Vitamin K and how it functions in the body

The body needs vitamin K for proper blood clotting and bone metabolism. In particular, this vitamin activates clotting factors in the blood that are produced in the liver.

Plants are the main dietary sources of vitamin K. When people eat vitamin K-rich foods, they actually take in its dietary form phylloquinone — also known as vitamin K1. The food then goes to the large intestine, where gut bacteria convert it to menaquinone or vitamin K2 — the storage form of the vitamin. According to the National Institutes of Health, men should have 120 micrograms of vitamin K every day, while women should consume 90 micrograms.

Some factors that can increase the risk of vitamin K deficiency, aside from having malabsorption disorders, include the following.

  • Taking anticoagulants or antibiotics that interfere with vitamin K absorption
  • Taking extremely high doses of vitamin A or E
  • Not consuming the dietary requirement for vitamin K

For newborns and infants who do not have enough vitamin K, this could be caused by the inability of the mother’s placenta to transfer vitamin K to the baby; having low amounts of it in the breast milk that they ingest; or problems with the liver and gut in producing and using the vitamin.

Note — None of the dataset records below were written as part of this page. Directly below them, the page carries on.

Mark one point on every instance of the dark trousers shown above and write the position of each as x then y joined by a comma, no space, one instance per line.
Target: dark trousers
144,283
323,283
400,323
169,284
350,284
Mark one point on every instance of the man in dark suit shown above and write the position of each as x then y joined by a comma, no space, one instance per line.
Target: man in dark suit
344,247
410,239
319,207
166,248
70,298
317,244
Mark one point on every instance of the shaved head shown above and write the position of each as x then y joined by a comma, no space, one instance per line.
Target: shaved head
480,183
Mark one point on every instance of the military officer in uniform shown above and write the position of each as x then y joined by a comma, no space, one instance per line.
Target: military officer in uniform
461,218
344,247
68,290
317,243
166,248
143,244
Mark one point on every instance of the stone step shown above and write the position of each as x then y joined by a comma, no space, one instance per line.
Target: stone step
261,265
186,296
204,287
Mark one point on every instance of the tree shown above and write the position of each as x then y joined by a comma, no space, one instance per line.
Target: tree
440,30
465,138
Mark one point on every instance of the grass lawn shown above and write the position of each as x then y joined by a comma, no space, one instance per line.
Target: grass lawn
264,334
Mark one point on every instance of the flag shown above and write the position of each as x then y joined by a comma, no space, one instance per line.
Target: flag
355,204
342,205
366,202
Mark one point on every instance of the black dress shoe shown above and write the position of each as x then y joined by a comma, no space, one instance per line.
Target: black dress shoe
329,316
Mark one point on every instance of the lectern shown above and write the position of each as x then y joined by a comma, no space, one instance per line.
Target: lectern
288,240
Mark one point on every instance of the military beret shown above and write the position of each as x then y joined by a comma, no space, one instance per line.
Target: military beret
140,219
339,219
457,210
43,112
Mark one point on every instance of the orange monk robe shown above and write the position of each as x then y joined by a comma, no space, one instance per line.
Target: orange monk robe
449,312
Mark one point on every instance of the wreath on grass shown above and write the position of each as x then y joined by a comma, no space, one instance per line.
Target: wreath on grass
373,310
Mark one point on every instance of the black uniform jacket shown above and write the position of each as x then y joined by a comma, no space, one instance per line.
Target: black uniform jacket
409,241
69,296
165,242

Since it is essential for proper blood clotting, the main symptom associated with vitamin K deficiency is excessive bleeding.

If a person bruises easily, has small blood clots under the nails, experiences bleeding in the mucous membranes, or has tar-like or bloody stools, it could also indicate the presence of vitamin K deficiency. (Related: Vitamin K is the missing link to prevent arterial hardening and cognitive decline.)

Food sources of vitamin K

Fortunately, if a person eats a balanced diet, he’s most likely getting enough vitamin K.

Some great sources of vitamin K1 are kale, Swiss chard, and other green leafy vegetables, as well as some fruits.

Vitamin K2, on the other hand, can be found in meat, eggs, and natto — a Japanese dish made from fermented soybeans.